Under capitalism some people are capable of doing anything for personal gain; others are not. Our view is that, given certain conditions, society will produce people with no scruples who will do whatever suits them no matter what the cost in human life and welfare.

The “business mind” is well illustrated by this extract from a letter written by the Sales Director of the firm which marketed Thalidomide to a sales manager in Essen :

    “We must realise above all else that such a quick rise in the turnover of a sedative must lead to certain apprehensions in the minds of doctors and chemists. Not all members of this clientele can keep their ethical attitudes within the limits of the market economy. There will certainly be doctors conscious of their responsibility, who in view of this trend, will start speaking about addiction.”

And a report from the Sales Office in 1960:

“Unfortunately, we are now receiving increasingly strong reports on the side of this preparation, as well as letters from doctors and chemists who want it put on prescription. From our side, everything must be done to avoid putting it on prescription, since already a substantial amount of our turnover comes from over-the-counter sales.”

Even the Sunday Times was prompted to ask “Was the fault that of society, of a set of attitudes to profit and the responsibility that it entails?” They use the word “society”. We would say rather “capitalist society”. Our answer to their question is: yes, it is the fault of society, capitalist society.

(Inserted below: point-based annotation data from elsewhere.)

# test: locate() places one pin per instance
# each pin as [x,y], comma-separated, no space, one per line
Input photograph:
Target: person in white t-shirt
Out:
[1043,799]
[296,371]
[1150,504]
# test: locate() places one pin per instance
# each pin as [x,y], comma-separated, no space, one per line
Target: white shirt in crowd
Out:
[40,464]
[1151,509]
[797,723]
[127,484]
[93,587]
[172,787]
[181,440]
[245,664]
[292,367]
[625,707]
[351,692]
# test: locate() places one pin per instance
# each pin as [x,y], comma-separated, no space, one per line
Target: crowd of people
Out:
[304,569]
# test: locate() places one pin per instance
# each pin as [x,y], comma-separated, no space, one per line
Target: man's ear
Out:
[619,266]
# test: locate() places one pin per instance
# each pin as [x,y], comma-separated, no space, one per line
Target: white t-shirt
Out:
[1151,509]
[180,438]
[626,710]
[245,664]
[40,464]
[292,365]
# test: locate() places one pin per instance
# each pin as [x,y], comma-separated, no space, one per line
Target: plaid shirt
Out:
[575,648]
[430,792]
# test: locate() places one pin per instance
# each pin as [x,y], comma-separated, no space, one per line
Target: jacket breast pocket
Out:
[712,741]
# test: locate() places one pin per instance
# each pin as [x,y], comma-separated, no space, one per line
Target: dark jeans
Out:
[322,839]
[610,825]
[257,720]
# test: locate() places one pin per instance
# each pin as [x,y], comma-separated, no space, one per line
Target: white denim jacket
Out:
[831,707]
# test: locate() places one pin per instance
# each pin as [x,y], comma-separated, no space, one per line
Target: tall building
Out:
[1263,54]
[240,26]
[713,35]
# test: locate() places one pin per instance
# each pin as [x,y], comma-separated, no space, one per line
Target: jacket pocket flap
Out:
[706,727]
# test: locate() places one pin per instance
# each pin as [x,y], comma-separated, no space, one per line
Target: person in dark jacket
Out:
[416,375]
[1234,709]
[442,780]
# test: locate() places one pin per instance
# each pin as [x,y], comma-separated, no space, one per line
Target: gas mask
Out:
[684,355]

Capitalism is an obsolete system of society; it long ago outlived its usefulness. It fetters production; it distorts production so that hitherto unimaginable horrors like this become realities. The “set of attitudes to profit” is thus the reaction of men to the relations of production in which they find themselves. When men convert the privately owned means of production into the common property of all, classes will disappear. Wealth will be produced simply as products to be distributed according to wants and needs, and not as now as commodities to be exchanged on a market with a view to profit. Socialist production and distribution would mean that technical development would hold no threats to human welfare, as it does now, with its sales propaganda nuclear “deterrents” and so on.